One hurdle emerged this month when project leaders were notified by the owner of the remaining oil wells, Aera Energy LLC, that the company needed more time to clean up soil that might be contaminated with oil-drilling residue.

The cornerstone of the Bolsa Chica restoration work was creating the inlet so that ocean water could flow into the wetlands. But because of the company’s concerns, seawater was allowed into only a portion of the wetlands that border Pacific Coast Highway.

Soil cleanup by the company is underway, said Susan Hersberger, an Aera spokeswoman. But the company also has expressed concern about whether it is prudent to introduce seawater into an active oil field, she said.

“The company seeks more study for impact and risks and would like more analysis,” she said. Both sides have agreed to extend the cleanup deadline 30 days.

Although 65 oil wells have been removed so far, drilling will continue with 55 remaining oil wells in a 250-acre section of the wetlands until the operation is no longer economically viable.
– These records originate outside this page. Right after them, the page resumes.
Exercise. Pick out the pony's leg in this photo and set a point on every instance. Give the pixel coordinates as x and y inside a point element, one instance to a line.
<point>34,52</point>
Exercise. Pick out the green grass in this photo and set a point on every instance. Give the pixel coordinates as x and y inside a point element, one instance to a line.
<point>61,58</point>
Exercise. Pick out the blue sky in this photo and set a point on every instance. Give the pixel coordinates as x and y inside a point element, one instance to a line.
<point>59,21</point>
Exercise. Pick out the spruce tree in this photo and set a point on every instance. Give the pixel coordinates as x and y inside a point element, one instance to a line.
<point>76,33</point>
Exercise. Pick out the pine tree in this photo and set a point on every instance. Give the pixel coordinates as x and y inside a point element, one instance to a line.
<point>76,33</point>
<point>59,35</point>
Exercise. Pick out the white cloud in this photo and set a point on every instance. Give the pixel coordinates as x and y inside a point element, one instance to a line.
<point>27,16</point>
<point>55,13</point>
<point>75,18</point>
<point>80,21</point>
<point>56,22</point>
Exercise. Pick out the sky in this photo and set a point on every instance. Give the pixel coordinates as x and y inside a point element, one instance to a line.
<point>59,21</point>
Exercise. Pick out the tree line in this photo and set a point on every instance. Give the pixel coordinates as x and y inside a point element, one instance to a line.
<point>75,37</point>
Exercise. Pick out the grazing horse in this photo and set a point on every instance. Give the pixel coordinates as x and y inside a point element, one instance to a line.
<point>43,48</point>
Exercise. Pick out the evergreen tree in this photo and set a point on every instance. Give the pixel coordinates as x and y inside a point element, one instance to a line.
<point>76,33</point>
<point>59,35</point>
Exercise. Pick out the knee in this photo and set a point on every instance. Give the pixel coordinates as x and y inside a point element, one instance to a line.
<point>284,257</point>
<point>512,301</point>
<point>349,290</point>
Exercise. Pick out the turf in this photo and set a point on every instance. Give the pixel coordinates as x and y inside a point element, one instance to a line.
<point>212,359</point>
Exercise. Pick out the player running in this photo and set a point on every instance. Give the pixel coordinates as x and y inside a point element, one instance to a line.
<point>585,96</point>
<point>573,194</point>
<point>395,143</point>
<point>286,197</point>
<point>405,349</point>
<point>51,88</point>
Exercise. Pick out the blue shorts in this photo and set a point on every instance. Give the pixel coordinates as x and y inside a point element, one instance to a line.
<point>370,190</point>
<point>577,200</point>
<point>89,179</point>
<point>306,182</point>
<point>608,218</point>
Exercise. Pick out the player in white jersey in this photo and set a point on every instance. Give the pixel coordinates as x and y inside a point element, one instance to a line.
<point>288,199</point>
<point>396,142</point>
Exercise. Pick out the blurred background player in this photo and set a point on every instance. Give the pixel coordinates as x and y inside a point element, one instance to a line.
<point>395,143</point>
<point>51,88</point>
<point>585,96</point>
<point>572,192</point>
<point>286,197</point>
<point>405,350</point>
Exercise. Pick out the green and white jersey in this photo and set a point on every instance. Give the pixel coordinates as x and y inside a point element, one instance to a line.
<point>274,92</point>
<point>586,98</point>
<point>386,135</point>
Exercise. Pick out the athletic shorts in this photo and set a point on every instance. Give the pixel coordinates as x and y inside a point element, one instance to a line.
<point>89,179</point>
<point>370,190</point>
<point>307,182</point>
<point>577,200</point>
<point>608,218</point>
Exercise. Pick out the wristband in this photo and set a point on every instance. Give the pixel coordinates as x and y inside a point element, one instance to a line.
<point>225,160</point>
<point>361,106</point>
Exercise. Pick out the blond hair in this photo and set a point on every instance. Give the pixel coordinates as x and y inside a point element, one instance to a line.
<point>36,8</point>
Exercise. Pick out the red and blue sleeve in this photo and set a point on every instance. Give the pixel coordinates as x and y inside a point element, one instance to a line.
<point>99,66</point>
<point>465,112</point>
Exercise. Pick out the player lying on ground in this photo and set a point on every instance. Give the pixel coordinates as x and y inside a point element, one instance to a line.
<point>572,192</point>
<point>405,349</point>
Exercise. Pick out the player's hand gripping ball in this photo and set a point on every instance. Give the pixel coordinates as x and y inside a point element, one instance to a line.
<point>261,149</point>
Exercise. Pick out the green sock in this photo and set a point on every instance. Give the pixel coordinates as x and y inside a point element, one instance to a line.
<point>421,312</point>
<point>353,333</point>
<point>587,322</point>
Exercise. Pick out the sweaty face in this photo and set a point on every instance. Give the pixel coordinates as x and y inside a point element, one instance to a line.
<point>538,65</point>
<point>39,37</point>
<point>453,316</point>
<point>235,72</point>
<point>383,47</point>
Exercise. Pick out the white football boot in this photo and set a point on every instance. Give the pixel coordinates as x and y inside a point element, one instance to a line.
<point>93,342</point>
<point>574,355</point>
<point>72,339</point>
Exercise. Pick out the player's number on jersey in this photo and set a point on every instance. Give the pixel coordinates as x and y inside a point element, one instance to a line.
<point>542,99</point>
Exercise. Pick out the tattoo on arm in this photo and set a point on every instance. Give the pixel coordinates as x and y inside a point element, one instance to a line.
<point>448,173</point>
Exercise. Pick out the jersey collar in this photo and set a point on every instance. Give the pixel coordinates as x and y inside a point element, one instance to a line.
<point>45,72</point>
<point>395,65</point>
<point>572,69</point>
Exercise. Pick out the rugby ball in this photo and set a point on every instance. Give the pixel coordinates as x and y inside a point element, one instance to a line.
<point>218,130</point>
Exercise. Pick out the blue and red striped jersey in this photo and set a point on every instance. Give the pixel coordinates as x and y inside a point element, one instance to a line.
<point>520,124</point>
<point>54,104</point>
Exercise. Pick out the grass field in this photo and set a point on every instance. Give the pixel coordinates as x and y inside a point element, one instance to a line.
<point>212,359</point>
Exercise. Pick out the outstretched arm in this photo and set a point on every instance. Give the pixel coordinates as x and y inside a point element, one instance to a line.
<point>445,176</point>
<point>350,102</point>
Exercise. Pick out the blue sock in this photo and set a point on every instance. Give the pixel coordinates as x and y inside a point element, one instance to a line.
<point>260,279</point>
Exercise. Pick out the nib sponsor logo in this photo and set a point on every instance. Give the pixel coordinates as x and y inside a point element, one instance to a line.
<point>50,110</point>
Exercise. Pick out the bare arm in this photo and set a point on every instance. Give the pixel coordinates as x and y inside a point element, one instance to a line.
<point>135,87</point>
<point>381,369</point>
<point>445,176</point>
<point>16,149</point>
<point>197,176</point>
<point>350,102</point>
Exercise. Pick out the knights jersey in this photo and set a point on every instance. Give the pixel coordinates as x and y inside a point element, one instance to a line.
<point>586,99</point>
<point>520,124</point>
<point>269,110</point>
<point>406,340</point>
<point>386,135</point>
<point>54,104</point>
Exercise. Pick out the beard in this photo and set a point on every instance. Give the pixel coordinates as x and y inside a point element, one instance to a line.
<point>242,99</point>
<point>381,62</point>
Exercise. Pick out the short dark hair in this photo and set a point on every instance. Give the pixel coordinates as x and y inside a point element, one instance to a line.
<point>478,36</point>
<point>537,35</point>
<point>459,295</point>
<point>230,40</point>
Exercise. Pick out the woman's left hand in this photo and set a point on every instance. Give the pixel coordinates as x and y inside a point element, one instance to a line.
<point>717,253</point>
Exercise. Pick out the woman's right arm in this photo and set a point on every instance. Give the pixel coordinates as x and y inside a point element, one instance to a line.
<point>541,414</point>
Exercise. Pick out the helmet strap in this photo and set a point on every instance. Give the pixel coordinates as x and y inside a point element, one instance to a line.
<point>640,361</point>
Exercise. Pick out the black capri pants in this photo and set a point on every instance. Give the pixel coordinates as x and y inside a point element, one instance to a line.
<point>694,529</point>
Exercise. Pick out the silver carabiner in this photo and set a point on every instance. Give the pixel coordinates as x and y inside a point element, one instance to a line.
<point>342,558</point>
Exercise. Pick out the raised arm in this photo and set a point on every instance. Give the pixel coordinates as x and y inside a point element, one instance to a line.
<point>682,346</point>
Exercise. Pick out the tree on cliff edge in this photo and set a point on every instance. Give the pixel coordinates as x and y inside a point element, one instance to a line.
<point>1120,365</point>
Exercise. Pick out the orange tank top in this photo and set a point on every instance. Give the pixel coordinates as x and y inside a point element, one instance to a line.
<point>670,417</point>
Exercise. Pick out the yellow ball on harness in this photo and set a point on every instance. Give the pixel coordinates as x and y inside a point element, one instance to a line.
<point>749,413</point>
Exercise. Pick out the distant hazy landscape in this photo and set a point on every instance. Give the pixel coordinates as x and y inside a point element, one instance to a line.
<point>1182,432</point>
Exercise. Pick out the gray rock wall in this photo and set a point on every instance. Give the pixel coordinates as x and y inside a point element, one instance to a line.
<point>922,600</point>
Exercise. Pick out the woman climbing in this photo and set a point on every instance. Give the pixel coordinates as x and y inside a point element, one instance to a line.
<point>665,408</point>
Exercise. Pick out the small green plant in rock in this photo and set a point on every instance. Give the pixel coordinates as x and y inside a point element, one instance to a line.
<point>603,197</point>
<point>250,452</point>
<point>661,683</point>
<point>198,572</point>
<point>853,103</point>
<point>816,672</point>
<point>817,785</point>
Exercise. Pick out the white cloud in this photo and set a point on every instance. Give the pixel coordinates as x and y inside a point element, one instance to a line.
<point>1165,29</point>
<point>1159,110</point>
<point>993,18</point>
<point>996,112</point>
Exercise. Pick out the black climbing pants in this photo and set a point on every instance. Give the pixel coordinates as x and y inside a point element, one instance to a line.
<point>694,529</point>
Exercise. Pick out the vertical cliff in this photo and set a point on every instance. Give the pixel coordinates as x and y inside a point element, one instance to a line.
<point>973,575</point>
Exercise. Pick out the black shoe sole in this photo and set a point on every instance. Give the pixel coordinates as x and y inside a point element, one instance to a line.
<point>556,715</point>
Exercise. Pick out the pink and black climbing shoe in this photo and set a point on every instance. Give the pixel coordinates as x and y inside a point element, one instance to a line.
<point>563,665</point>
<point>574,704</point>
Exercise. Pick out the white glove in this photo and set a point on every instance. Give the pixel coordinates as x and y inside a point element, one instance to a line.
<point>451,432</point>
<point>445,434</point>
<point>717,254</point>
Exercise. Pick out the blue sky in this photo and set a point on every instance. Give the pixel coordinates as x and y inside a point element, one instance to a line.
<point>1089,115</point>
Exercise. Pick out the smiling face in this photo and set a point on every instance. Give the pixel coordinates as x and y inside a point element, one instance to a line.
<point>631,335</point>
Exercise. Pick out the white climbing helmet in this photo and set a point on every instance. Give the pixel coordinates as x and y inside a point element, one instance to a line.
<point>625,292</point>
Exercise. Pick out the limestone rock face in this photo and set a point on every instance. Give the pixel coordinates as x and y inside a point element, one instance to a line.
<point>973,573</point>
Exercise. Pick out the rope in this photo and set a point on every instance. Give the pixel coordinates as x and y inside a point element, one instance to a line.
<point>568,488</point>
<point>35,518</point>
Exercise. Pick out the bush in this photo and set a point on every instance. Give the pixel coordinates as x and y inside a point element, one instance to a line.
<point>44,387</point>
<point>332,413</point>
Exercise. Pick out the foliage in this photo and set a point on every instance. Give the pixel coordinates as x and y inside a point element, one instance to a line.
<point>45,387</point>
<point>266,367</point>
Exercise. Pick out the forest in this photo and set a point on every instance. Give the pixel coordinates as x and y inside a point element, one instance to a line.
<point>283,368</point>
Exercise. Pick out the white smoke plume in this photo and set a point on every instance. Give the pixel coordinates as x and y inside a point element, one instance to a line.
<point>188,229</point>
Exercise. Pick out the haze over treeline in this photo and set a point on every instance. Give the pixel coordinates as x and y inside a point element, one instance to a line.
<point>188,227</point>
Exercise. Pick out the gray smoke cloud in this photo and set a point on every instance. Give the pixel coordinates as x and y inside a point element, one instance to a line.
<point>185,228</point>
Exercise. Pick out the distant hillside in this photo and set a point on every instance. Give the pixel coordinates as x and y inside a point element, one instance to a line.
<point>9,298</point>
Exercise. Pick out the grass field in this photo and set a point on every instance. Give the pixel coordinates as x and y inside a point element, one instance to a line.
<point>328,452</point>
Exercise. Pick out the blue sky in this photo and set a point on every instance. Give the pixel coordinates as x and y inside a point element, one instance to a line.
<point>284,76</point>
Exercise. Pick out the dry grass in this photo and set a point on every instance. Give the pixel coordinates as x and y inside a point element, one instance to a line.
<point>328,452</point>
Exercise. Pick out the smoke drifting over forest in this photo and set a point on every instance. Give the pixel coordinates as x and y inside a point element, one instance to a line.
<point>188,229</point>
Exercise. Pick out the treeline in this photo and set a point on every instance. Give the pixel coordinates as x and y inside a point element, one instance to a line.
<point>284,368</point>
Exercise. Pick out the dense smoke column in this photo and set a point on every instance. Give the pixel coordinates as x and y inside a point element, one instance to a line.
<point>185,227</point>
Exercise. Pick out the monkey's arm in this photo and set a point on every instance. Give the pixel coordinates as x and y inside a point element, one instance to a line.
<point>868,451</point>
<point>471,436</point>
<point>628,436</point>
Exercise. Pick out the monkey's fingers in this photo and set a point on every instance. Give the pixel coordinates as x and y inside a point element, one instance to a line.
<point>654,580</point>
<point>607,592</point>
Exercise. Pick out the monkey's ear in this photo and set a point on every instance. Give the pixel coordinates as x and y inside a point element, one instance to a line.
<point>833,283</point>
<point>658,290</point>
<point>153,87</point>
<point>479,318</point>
Then it too will be cleared away.

At one time, as many as 4,884 homes were proposed for the wetlands, which developers argued were so degraded they were beyond any restoration effort. By 1996, the proposal had shrunk to 3,300 homes. A year later, the state paid $25 million for 880 acres. That parcel was added to 300 acres that landowner Signal Landmark had given to the state for wetlands preservation in 1973. The result was the Bolsa Chica Ecological Reserve, whose boundaries have since grown.

Bolsa Chica supporters believe the wetlands will be visited by thousands of schoolchildren seeking to learn about wildlife and the ocean.

For spectators including Doug Morgan of Huntington Beach, who got daughter Kylee, 4, and son Jack, 6, out of bed to watch the inlet’s opening, it was akin to witnessing a major event, like the Rose Parade, in his backyard.

“We wanted to wake up early and see this,” Morgan said. “My daughter was pretty excited.”